I'm wondering if my body's overreaction to the bites is somehow due to the chigger bumps which still haven't entirely faded. Or to the hot-pepper burn I got on my hands while de-seeding some peppers, the day before the swellings started.

This week I killed another mosquito, outside at lunch. Now it's not just defending myself from a bunch of itchy bites, but also from annoying swellings.

Actually, I'm still not entirely sure it's mosquito bites that are causing the swellings, as I haven't seen what's been biting me.
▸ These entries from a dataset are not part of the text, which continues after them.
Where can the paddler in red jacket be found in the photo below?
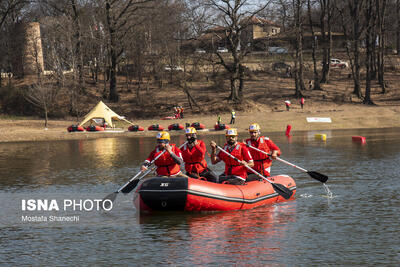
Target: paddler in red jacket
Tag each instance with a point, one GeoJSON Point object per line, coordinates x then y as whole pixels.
{"type": "Point", "coordinates": [169, 162]}
{"type": "Point", "coordinates": [235, 172]}
{"type": "Point", "coordinates": [262, 162]}
{"type": "Point", "coordinates": [194, 153]}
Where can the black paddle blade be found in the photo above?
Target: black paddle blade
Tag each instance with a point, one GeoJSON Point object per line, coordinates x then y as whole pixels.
{"type": "Point", "coordinates": [282, 190]}
{"type": "Point", "coordinates": [318, 176]}
{"type": "Point", "coordinates": [111, 197]}
{"type": "Point", "coordinates": [129, 187]}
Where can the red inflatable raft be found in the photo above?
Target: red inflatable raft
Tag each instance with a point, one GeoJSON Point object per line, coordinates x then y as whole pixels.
{"type": "Point", "coordinates": [198, 126]}
{"type": "Point", "coordinates": [94, 128]}
{"type": "Point", "coordinates": [75, 128]}
{"type": "Point", "coordinates": [176, 127]}
{"type": "Point", "coordinates": [220, 127]}
{"type": "Point", "coordinates": [135, 128]}
{"type": "Point", "coordinates": [155, 127]}
{"type": "Point", "coordinates": [189, 194]}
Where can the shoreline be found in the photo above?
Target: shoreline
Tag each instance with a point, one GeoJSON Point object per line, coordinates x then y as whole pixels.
{"type": "Point", "coordinates": [345, 116]}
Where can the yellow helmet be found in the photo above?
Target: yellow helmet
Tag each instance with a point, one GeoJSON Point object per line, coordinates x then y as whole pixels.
{"type": "Point", "coordinates": [163, 136]}
{"type": "Point", "coordinates": [230, 132]}
{"type": "Point", "coordinates": [254, 127]}
{"type": "Point", "coordinates": [191, 130]}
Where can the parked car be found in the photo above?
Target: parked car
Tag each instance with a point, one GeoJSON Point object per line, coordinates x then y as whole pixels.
{"type": "Point", "coordinates": [173, 68]}
{"type": "Point", "coordinates": [200, 51]}
{"type": "Point", "coordinates": [280, 65]}
{"type": "Point", "coordinates": [277, 50]}
{"type": "Point", "coordinates": [337, 63]}
{"type": "Point", "coordinates": [222, 50]}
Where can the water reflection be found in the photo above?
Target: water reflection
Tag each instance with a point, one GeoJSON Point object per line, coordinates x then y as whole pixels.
{"type": "Point", "coordinates": [250, 236]}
The reaction is more like a spider bite reaction, but it doesn't seem likely to me that I've been getting repeatedly bitten by spiders several days in a week, both inside the house and outside.
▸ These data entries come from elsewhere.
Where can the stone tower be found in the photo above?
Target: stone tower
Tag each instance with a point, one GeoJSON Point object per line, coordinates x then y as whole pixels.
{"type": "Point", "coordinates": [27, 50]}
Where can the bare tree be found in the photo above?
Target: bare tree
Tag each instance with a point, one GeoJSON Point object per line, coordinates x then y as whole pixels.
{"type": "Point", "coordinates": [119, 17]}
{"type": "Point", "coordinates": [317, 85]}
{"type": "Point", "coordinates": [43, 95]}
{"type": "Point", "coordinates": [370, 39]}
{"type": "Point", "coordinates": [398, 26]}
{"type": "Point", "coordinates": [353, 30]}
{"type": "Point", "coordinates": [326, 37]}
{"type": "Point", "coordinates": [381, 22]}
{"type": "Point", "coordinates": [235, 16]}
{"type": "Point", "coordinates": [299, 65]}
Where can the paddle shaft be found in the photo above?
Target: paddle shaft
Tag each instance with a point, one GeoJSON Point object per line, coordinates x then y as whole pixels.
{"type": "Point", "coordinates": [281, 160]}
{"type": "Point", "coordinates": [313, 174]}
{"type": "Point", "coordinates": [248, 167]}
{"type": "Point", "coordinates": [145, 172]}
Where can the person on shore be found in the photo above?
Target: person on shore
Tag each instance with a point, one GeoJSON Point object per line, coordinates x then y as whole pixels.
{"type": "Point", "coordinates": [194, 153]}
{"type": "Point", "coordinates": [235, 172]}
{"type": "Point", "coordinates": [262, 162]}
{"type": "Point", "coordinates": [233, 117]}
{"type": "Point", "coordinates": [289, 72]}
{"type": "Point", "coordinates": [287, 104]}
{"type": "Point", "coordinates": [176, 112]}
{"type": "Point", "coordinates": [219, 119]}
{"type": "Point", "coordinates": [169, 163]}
I'm posting this not to complain about it, but so that maybe Google will index it, since I haven't found much info on sudden adult onset of mosquito allergies. Especially not in relation to chiggers or hot peppers.


Last night, I saw a pale-colored, unpleasant-looking spider in the house. So I caught it and took it outside. But while descending the porch steps, preparing to release it onto the grass, I stepped on a large cockroach. Barefoot. Squish. Ugh. Poor cockroach. Sigh. Just can't win.

no rubber ducky

Sunday, June 28th, 2009 01:24 am
darkoshi: (Default)
The original chigger bumps are on their way to being gone.
But I've still been getting a few new ones, it seems...
Maybe these are mosquito bites, but I'm not sure.

So on someone's advice,
I patted my body down with vinegar,
let it dry,
and then took a bath.

Sitting in a tub of water
sounds awfully boring to me.

So I lit a candle,
got out a blue glowstick to play with (it floats)
and put on some techno music.

Well, first I cleaned the tub (since sitting in a dirty tub seems icky),
and then I took a pre-shower (since sitting in a tub of dirty water seems icky).
And then I did the vinegar and bath.
And then I did a post-shower

It was different and sort of nice.
Probably about the 3rd bath I've taken in the last decade.
Or maybe the last 2 decades.
Bathtubs were larger when I was a child.


Monday, June 22nd, 2009 06:40 pm
darkoshi: (Default)
I would have preferred it to have been poison ivy! At least I could learn to recognize and avoid a plant. But tiny bugs which you can hardly see, crawling straight through your socks and up your legs!